Am Donnerstag haben die Kölner Richter ihre umstrittene Entscheidung verteidigt, dass die Westdeutsche Lotterie keine Sportwetten an Hartz-IV-Empfänger verkaufen darf. Allerdings müssten die Lottoannahmestellen nicht prüfen, welche ihrer Kunden Hartz-IV-Empfänger seien, so das Gericht unter Berufung auf ein "Missverständnis".
Schon im März hatte das Landgericht (LG) Westlotto auferlegt, keine Spiel- oder Wettscheine und Rubbellose an Personen zu verkaufen, "die Spieleinsätze riskieren, die in keinem Verhältnis zu ihrem Einkommen sind".
Die im einstweiligen Rechtsschutz ohne Begründung in einem Rechtsstreit zwischen einem privaten Sportwettenanbieter, der seinen Sitz auf Malta haben soll und der Westdeutsche Lotterie GmbH mit Sitz in Münster ergangene Entscheidung der Kölner Richter hatte bundesweit für Aufsehen und Unverständnis gesorgt, da die Umsetzung einer solchen Vorgabe faktisch nicht möglich sei.
LG Köln: Sportwettenverbot nur bei konkreten Hinweisen
Im Termin zur mündlichen Verhandlung hielt die Kammer an ihrer Auffassung grundsätzlich fest. Der Vorsitzende Richter Bernd Paltzer bezeichnete es aber nun als ein "Missverständnis", zu glauben, dass Lottoannahmestellen nun prüfen müssten, welche ihrer Kunden Hartz-IV-Empfänger seien. Es gehe einzig und allein um die Frage, ob Sportwetten auch dann verkauft werden dürften, wenn die Mitarbeiter der Annahmestellen ganz konkrete Hinweise darauf hätten, dass sich der Kunde seine Wette eigentlich nicht leisten könne.
In dem konkreten Fall hatte ein Konkurrent von Westlotto, der Sportwetten-Anbieter Tipico, zwei Leute zu Testkäufen in verschiedene Lottoannahmestellen geschickt. Unmittelbar vor dem Verkäufer hatte dann der eine gesagt: "Geht das überhaupt, dass du hier schon wieder 50 Euro setzen kannst, du bist doch pleite und bekommst Hartz IV?" Darauf kam die Antwort: "Ach, ich hab das Geld jetzt und demnächst vielleicht noch mehr... So kann man doch nicht leben!"

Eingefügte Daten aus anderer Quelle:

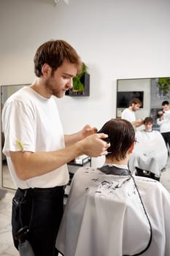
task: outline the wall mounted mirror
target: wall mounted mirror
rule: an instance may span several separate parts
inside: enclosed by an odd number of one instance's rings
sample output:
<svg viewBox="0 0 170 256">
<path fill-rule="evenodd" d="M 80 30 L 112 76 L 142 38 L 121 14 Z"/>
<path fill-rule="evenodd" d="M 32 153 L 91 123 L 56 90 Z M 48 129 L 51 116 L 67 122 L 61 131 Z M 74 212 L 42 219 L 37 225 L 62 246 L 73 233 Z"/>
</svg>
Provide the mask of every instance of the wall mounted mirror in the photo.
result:
<svg viewBox="0 0 170 256">
<path fill-rule="evenodd" d="M 28 84 L 20 84 L 20 85 L 9 85 L 9 86 L 1 86 L 1 113 L 2 110 L 2 108 L 4 106 L 4 102 L 15 91 L 18 91 L 23 86 L 27 86 Z M 2 131 L 2 126 L 1 125 L 1 187 L 7 189 L 15 189 L 16 187 L 11 178 L 7 159 L 5 155 L 2 153 L 2 148 L 4 142 L 4 132 Z"/>
<path fill-rule="evenodd" d="M 153 129 L 159 129 L 156 124 L 158 111 L 163 100 L 170 101 L 170 78 L 119 79 L 117 80 L 116 116 L 121 117 L 122 111 L 128 108 L 132 98 L 139 98 L 142 108 L 136 112 L 136 119 L 152 117 Z"/>
<path fill-rule="evenodd" d="M 117 80 L 116 117 L 121 118 L 122 111 L 128 108 L 129 101 L 139 97 L 142 101 L 142 108 L 136 111 L 136 119 L 151 116 L 154 120 L 153 129 L 159 130 L 156 123 L 158 111 L 161 109 L 164 100 L 170 102 L 170 78 L 152 78 L 119 79 Z M 144 125 L 138 127 L 144 129 Z M 166 171 L 161 174 L 161 183 L 169 191 L 170 158 L 169 157 Z"/>
</svg>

In einem solchen Fall mache es sich der Verkäufer in einer Annahmestelle zu einfach, wenn er einfach weghöre oder das Gespräch nicht ernst nehme, sagte Richter Paltzer. Denn der seit 2008 geltende Glücksspielstaatsvertrag schreibe vor, dass Personen vor Glücksspielen geschützt werden müssten, deren Einsätze in keinem vernünftigen Verhältnis zu ihrem Einkommen stünden.
Westlotto-Anwälte: Vom Gesetz nicht gewollt, praktisch nicht zu leisten
Klägeranwalt Ronald Reichert schloss sich dem an: Die Situation bei den
Testkäufen sei so eindeutig gewesen, wie man es sich nur vorstellen
könne. Wann, wenn nicht hier, solle das Personal denn die Pflicht
haben, einen Beitrag zur Bekämpfung der Spielsucht zu leisten, fragte
Reichert.
Die Prozessvertreter von Westlotto kritisierten die ergangene einstweilige Verfügung scharf. Martin Hecker monierte, dass ohne jegliche
Rechtsgrundlage in das Persönlichkeitsrecht der
Hartz-IV-Empfänger eingegriffen werde, Markus Ruttig bezeichnete die Testkäufe von Tipico als "Komödientheater".
Gegenüber LTO äußerte der Kölner Anwalt weiter, es gebe auch keine gesetzliche Grundlage dafür, Hartz-IV-Empfänger von der Teilnahme auszuschließen. "Die Auffassung des LG überzieht die Rechtspflichten. Eine solche Rechtsfolge ist gesetzgeberisch nicht gewollt und praktisch nicht zu leisten".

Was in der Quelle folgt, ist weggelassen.